Online Degree Programs

Online Degree Programs





Online degree programs can, if you have the academic credentials, pad your income in the form of thousands of dollars of cash each month, and could very well ease the financial pain of having to choose between food and fuel in these parlous economic times; I would be overjoyed to tell you it would be as easy as turning on your computer and logging in to an online classroom to start the money train.

Sadly, I simply don’t have an easy answer to the question of how to obtain extra income from online teaching. My experience is that there are no quick paths to being an online professor. It will often take a year or more to even receive a response to your application to a school that offers online courses. Further, you will be required in almost every case to spend four to six weeks of your time without pay training to teach for each school.

Even after you successfully complete the training, for which you will not be paid a dime, you will have no guarantee that you will be offered a class.

Teaching for Online Degree Programs is Difficult

It is not a matter of just asking for the work and hauling in the cash. It is hard work that requires you to put in many extra hours after you have already put in a full day at the office. In many cases, schools that offer online classes require you to answer student emails and telephone calls every day. Of course, there is also the matter of mind-numbing administrative tasks, such as filling out spreadsheets containing information about student attendance.

Overall, online teaching is hard work that will consume your free time and tie you to a chair in front of a computer.

Don’t make the mistake that many have made and assume that online adjunct faculty positions are easy to find, or that the life of an online adjunct instructor is about dancing and drinking.
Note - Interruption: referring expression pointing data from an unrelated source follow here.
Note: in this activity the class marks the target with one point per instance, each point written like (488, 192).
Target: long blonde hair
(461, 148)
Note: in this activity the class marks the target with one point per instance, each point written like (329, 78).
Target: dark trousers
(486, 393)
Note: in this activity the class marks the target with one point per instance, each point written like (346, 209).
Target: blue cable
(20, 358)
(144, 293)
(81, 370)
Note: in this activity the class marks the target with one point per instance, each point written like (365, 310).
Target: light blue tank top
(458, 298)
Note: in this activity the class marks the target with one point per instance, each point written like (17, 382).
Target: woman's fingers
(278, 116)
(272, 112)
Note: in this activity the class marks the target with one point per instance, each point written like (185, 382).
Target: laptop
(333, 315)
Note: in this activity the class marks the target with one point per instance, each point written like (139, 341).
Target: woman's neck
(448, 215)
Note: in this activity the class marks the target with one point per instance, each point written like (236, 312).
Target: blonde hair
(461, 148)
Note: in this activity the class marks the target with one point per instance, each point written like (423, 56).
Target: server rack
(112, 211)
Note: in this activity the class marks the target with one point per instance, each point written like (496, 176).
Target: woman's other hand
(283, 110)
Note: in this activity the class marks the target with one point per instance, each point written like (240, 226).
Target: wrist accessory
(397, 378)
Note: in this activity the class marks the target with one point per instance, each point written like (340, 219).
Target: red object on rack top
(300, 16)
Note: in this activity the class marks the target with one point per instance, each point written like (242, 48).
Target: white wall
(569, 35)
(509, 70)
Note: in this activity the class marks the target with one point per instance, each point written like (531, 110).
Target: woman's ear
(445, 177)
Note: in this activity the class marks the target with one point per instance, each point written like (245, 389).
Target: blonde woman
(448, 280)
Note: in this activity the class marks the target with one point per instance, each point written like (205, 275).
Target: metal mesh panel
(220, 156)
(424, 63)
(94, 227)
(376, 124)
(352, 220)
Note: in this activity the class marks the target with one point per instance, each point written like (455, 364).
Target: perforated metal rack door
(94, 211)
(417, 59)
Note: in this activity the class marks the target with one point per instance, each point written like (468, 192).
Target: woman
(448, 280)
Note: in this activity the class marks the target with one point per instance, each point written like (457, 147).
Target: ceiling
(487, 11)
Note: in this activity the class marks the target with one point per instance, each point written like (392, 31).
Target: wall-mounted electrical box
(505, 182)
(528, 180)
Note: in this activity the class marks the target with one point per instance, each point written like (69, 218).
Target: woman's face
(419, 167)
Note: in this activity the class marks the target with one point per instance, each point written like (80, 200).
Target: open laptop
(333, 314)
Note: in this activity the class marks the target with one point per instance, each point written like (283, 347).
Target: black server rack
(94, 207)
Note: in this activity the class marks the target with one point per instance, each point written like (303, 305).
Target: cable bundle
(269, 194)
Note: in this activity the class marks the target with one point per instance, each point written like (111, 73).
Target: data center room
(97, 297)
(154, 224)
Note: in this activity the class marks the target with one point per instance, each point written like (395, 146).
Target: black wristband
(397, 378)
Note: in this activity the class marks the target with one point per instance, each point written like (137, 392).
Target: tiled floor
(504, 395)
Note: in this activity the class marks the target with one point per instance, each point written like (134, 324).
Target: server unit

By and large, the schools that offer online courses view online adjunct instructors as disposable labor, and that attitude leads to indifference on the part of academic management, which leads to a rough road for those seeking extra income from online teaching

Online Degree Programs Produce Razor-Thin Incomes

I have taught online for over three years. During that time, I have discovered that online teaching is professionally fulfilling and personally enjoyable, and I have discovered that extra income from online teaching is actually pretty thin in terms of purchasing power. I look at money from the view point of purchasing power. I am always wary of inflation. My experience is that online schools do not award raises to their online adjunct instructors, while ever increasing the number of students in the classroom.

I do not want to discourage you from seeking ways to earn extra online income, but I also do not want to give you the impression that you will soon be drinking fancy cocktails poolside while the money flows into your bank account as a result of having an online faculty position.

Not to put too fine a point on my thesis, but being an online adjunct instructor in online degree programs is about working very hard to learn time management skills in order to bring in extra income from online teaching.